Keep in mind there are no perfect answers. These are jumping off points to get a sense of the practice. Happy interviewing!

 

2 Responses to “Revamping the Midwife Interview”


  • Stacy Vandenput, CPM / / Reply

    Wow Erika! This is an excellent article, AND it rattles me a little. Many of the “old questions” are built in to my consent documents. I don’t want to have to rewrite them! (DAUNTING!) Thankfully, many of the “new questions” are built in to my consent docs too.

    Times are changing (changed), and the professional midwife role is much better represented by your new questions. Coming from traditional midwifery to professional midwifery, I feel reluctance to give up some of the language and interview methods that shaped midwifery in the earlier days. There was purpose in sharing our personal childbearing journey and “midwifery philosophy” with potential clients. Part of that purpose is to level the power dynamic with clients, and part of it was to establish that we midwives were not practicing medicine. We no longer have to dance around the subject of practicing medicine without a license, but I like what happens when clients feel the sense of personal strength that comes from not holding the midwife in superior esteem to themselves.

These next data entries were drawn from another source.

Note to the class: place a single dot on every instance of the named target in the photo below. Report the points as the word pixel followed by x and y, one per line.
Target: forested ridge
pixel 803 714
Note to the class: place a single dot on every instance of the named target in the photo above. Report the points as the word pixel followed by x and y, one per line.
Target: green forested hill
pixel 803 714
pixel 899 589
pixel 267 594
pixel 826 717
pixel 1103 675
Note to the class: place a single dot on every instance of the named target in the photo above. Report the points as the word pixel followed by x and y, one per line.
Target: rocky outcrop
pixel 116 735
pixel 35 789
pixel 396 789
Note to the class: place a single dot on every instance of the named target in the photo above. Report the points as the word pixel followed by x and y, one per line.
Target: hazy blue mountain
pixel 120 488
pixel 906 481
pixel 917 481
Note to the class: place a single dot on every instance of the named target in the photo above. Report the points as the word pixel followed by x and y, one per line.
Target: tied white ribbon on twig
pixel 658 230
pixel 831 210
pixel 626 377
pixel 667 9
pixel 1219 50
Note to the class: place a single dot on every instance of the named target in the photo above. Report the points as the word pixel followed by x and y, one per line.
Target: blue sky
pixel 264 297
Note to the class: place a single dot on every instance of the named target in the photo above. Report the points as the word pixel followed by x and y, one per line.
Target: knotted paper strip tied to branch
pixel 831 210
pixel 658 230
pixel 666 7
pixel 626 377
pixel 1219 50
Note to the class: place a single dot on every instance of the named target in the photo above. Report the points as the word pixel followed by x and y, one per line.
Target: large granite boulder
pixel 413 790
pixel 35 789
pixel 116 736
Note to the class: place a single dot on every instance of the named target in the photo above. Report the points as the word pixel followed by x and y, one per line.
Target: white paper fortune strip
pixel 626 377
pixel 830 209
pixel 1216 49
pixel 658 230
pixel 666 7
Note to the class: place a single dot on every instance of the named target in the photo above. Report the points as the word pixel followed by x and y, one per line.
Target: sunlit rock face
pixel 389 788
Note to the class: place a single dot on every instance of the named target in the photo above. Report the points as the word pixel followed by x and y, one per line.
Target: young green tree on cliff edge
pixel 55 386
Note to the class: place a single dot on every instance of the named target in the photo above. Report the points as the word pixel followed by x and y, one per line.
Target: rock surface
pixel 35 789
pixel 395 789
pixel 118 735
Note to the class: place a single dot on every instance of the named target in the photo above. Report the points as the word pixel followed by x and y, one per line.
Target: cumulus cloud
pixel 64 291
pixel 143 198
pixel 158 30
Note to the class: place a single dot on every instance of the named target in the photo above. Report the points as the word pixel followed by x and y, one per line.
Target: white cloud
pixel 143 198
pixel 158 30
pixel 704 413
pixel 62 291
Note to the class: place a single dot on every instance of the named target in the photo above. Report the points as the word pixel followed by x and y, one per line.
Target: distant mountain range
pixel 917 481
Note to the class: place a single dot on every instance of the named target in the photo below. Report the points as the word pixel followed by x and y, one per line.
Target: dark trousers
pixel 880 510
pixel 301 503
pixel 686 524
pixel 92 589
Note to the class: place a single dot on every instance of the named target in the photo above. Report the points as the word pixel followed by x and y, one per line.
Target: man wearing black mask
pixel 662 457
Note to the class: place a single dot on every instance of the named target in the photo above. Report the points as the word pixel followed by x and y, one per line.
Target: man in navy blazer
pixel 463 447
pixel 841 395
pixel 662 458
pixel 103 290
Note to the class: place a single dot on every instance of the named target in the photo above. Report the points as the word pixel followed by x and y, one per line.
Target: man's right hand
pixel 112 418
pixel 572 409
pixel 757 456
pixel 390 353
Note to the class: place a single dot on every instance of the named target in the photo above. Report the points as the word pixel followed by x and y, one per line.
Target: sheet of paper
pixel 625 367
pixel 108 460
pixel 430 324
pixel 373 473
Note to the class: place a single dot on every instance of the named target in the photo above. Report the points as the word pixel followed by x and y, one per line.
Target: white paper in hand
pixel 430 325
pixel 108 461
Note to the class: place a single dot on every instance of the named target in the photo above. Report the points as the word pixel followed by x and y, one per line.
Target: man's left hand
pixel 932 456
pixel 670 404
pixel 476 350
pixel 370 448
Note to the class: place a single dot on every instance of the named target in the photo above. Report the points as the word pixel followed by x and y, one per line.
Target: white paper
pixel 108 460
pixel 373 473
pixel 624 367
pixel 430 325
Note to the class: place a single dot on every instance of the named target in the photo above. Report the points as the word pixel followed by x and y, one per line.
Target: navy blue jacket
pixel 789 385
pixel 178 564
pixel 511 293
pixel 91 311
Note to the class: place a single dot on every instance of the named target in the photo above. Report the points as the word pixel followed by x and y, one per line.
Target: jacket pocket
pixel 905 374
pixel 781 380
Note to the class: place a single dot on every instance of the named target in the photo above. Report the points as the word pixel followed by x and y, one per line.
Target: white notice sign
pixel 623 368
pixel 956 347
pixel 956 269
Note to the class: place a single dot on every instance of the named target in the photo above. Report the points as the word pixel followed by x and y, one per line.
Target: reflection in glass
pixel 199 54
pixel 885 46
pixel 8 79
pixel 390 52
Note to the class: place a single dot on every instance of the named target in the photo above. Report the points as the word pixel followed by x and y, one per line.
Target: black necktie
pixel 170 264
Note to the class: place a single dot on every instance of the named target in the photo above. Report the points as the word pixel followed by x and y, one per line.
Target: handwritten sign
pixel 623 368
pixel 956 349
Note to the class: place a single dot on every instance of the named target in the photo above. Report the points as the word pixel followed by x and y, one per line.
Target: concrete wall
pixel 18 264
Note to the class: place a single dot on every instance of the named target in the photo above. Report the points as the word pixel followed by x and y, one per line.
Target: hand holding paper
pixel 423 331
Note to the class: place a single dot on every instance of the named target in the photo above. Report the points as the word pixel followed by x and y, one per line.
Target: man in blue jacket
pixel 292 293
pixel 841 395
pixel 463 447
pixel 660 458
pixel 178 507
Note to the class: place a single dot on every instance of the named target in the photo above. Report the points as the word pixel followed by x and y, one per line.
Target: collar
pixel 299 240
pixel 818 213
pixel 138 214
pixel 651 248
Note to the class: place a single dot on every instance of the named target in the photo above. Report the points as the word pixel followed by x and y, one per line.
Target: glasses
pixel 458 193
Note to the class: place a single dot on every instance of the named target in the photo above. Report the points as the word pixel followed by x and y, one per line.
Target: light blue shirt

    It feels complex. It WAS complex! Essentially we had to show capability without hinting at medical authority. Thus we discussed philosophies and personal experiences instead of policies and negligence. I’m going to have to ruminate on this a bit! How do I maintain the equality of personhood that the old way engendered (and the benefits of it) while embracing the good things about professionalism that the new way commands? I love the new questions! But I’m an old dog!


  • Erika Urban / / Reply

    Stacy,
    I would never presume to tell midwives what they should or should not include in their informed consent documents or as part of their consultation. If you feel strongly it is important for you to discuss your childbearing or religion or anything else, then you should continue to do so! It is your practice and the consultation is a representation of you!

    What I am trying to assist with is families who ask questions without really knowing why they are asking. They print a list off the internet and go down the list. I have had the experience of attempting to answer really awkwardly worded questions and when I ask, “What do you mean?” often families will shrug and say, “I don’t know, I thought I was supposed to ask that.”

    I don’t feel it is an issue of traditional vs. professional. I think this is more about clarification. Does a person really want to know if a midwife has ever missed a birth? Or are they really asking if the midwife answers her calls and provides back-up if she can’t make it for some reason?

    I have spent years explaining my philosophy of care (which sounds pretty much like the philosophy of every other midwife I know), but how does that philosophy actually play out? How does it guide my providing of informed consent? How does it guide decision making?

    I find that the best way to maintain equality between myself and women who are coming to me for care is in how informed consent discussions are presented. I like to make sure that I use language and a style that ensures women feel they are free to make the decisions that are right for them.

    Again, I am not saying in this post that midwives shouldn’t include any of the above questions or information. I am saying that if families ask questions written like the “old questions” they may not get the information they are actually seeking.